There is a narrow curvy path up ahead, right in front of my eyes.
It detaches from the main road and slides silently into the cold ground, where the stiff winter trees rest without any movement. Silently enough that one would barely even notice it when walking by, but I did. I would always notice that particular path, even if there was fog everywhere, even if it was dark, even if I was blind.
I look down and see that my bare feet touch nothing but snow, but it doesn’t bother me at all as I walk towards that path, pushing all my body weight into the task of getting me to move. My legs seem as if they’re frozen, but I know it is not from cold that I refrain.
There is something far darker, far obscurer into the woods towards that particular way that not only bring violent shivers down my spine, but also almost keep me from moving further. Almost, as I can’t find it in myself to make my own body obey my commands, and end up moving even though I do not want to get any closer. Not to the trees, not to the path, definitely not to the river.
I cannot see any rivers, but there is something about the utter silence around me that whispers “water” into my ears. There are no birds or insects, instead I can feel the moisture at my fingertips, making my throat hurt with every breath I take within because of the snow and because I am afraid.
I am afraid. I am utterly and terrifyingly afraid.
My heart is beating as if it is not my own, and as I involuntarily approach my destiny, right there, down that little hill, under the shades of the gianormous dark greenish trees, my feet dragging on the ground against my will as I try to move away, my entire body going numb from cold and dread and pain, I pray that I can one day be forgiven, although I do not know what it is that I need to be forgiven for.
There is this feeling, if I could describe it like so. Something, like a light or a warmth, something cold and small, slowly moving in between the trees up ahead. It is almost invisible, but I can somehow see or feel it, and it hurts. It hurts my eyes and my chest, as it fills me with indescribable sadness and loneliness. I’m now not only afraid, but somewhat irrevocably alone. My heart is heavy now.
I close my eyes in despair as everything goes darker and darker around me and I can hear the river, its water running, gushing downstream like wild horses running freely against the wind. It is fierce and powerful, but not to me. Not right now, as I’m about to go through something horrifying, something dreadful, something I could never really convey in words and that I do not know what could possibly be.

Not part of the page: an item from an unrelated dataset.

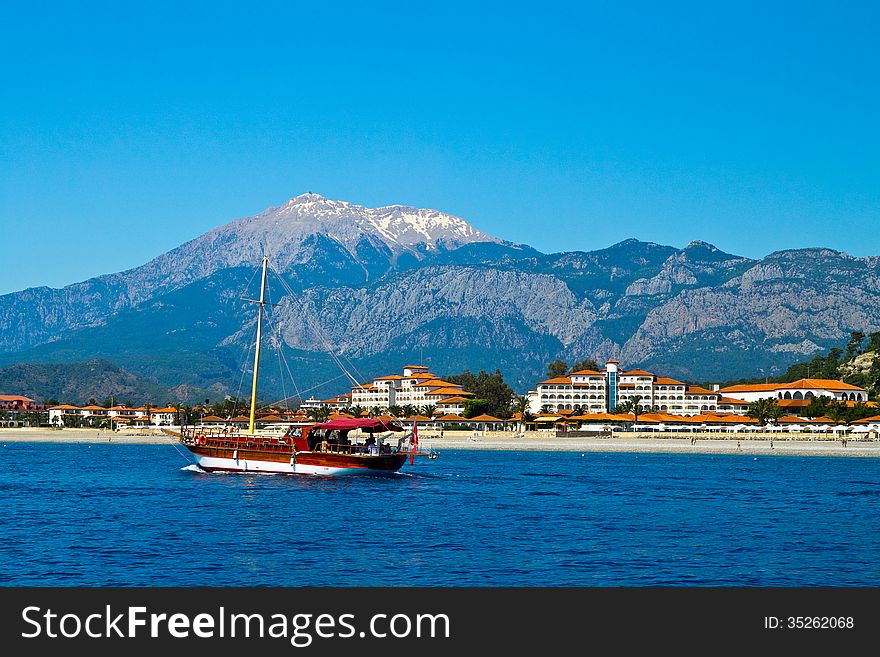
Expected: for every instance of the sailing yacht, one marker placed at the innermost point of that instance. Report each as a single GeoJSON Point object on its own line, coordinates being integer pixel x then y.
{"type": "Point", "coordinates": [340, 446]}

My breath becomes shallow as I suddenly regret every choice I’ve ever made in my entire life. My palms are sweating, my mouth is dry, my whole body shakes violently as the distance between me and hell gets smaller and smaller.
Is this how it feels to die? I wonder. Not only die, but die in a gruesome, lonesome way, with nothing around but frozen dead nature and the strength of the river’s flow?
“Oh God, please”, I plead in silence, as no words can come out of my mouth now, nor they ever could, “I am so sorry. Please, forgive me”.
My eyes suddenly go wide open and I sorely gasp for air. My bed sheets are covered in sweat and I can hear my heart beat in my eardrums. My pillow is wet, I realise, and so is my own face. I’ve been crying.
A lot, apparently.
I sit straight up for a couple of minutes and look at the clock on my bedside table. 2h25. I can hear some cars on the street and some teens leaving the bar at the corner across the street from my apartment.
I get up, feeling my entire body stiff and sore. Drink a glass of water like it is the last I’ll ever see in my life, take a shower, change the bed sheet, walk around a little, but nothing can erase those images from my mind. If I close my eyes, it is as if I’m still there, trapped inside that nightmare, condemned to reliving it over and over again. And so, I decide to stay awake until dawn.
Under the bed, a couple of frozen leaves rest untouched and unseen.